With the 40th anniversary of The Rocky Horror Picture Show just passed and Halloween only a few weeks away, now seems like an ideal time to reconsider the importance of the seemingly deathless 1975 cult movie musical, which initially flopped in theaters before becoming the center of an audience participation phenomenon unequaled in cinema history. Flavorwire editor-in-chief Judy Berman has done so with an appreciative and rather bittersweet essay entitled “We Live In The World Rocky Horror Created,” in which she remembers her own experiences with the film and considers its overall cultural impact. The main point of the article is that Rocky Horror is no longer as shocking or transgressive as it may have seemed four decades ago, and while that’s a little sad, it’s actually good news because it means that society in general has become exponentially more tolerant of heterosexuality, bisexuality, and other transgender concerns. The film, based on Richard O’Brien’s 1973 genre-and-gender-bending sci-fi/horror/comedy stage musical, has outlived its usefulness to a degree, Berman argues, but it is ultimately encouraging that the world no longer needs Rocky Horror the way it did in decades past.

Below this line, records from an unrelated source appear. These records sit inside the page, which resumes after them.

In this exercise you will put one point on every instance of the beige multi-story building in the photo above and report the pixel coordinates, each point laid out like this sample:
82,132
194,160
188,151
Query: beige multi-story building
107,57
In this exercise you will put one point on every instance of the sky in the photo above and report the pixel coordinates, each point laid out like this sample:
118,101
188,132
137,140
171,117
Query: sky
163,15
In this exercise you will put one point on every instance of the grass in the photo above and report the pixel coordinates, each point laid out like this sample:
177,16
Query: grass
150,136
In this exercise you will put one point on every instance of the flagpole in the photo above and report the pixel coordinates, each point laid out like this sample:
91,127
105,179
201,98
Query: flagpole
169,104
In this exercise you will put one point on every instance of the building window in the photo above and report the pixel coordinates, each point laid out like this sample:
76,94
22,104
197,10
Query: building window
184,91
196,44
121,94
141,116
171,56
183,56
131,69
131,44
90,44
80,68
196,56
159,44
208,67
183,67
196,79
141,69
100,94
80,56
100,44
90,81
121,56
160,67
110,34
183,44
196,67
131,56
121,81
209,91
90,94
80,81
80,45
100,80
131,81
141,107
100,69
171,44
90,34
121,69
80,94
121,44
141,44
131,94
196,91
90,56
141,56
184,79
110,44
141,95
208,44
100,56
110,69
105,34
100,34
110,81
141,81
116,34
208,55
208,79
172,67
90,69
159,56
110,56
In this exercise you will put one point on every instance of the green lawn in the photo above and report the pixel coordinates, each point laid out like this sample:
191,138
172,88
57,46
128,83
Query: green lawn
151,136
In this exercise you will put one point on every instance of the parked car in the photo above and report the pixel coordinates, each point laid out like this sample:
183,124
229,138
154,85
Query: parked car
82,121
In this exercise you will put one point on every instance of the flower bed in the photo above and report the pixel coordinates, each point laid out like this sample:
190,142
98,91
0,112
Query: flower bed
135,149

Berman first saw Rocky Horror in 2000 at the Nuart Theatre in Los Angeles, where it still plays on Saturday nights. Just 15 at the time of that fateful screening, she remembers the exhilaration she felt that night upon discovering, in one place, hundreds of people whose sensibilities matched those of her own: “goths, drag queens, and other avatars of dark DIY glamour, jacked up on platform heels, dripping vinyl and fishnet and sequins.” The movie provided a place where the socially and sexually marginalized could gather each week and rejoice in each other’s company. This was, Berman reminds her readers, “several years before the same-sex marriage movement reached critical mass, at a time when the mere mention of the campus gay-straight alliance could double as a punchline.” Times change, however, and yesterday’s outrage becomes today’s status quo. When Berman recently revisited Rocky Horror at a theater in Manhattan, she found that the screening was dominated by “curious tourists and timid university students.” The film, whose cult certainly started as an urban phenomenon, may now be having its greatest impact in the suburbs, where it serves as “a cultural oasis,” to quote Laura Everett, the photographer behind the new book, People Like Us: The Cult Of The Rocky Horror Picture Show. An appreciative Berman concludes:

Ultimately, though, it’s good news that we’re finally starting to live in the world Rocky Horror created. It’s a more confusing world, one where cross-dressing and flexible sexuality might not create the transgressive frisson they once did. But it’s also a whole lot freer.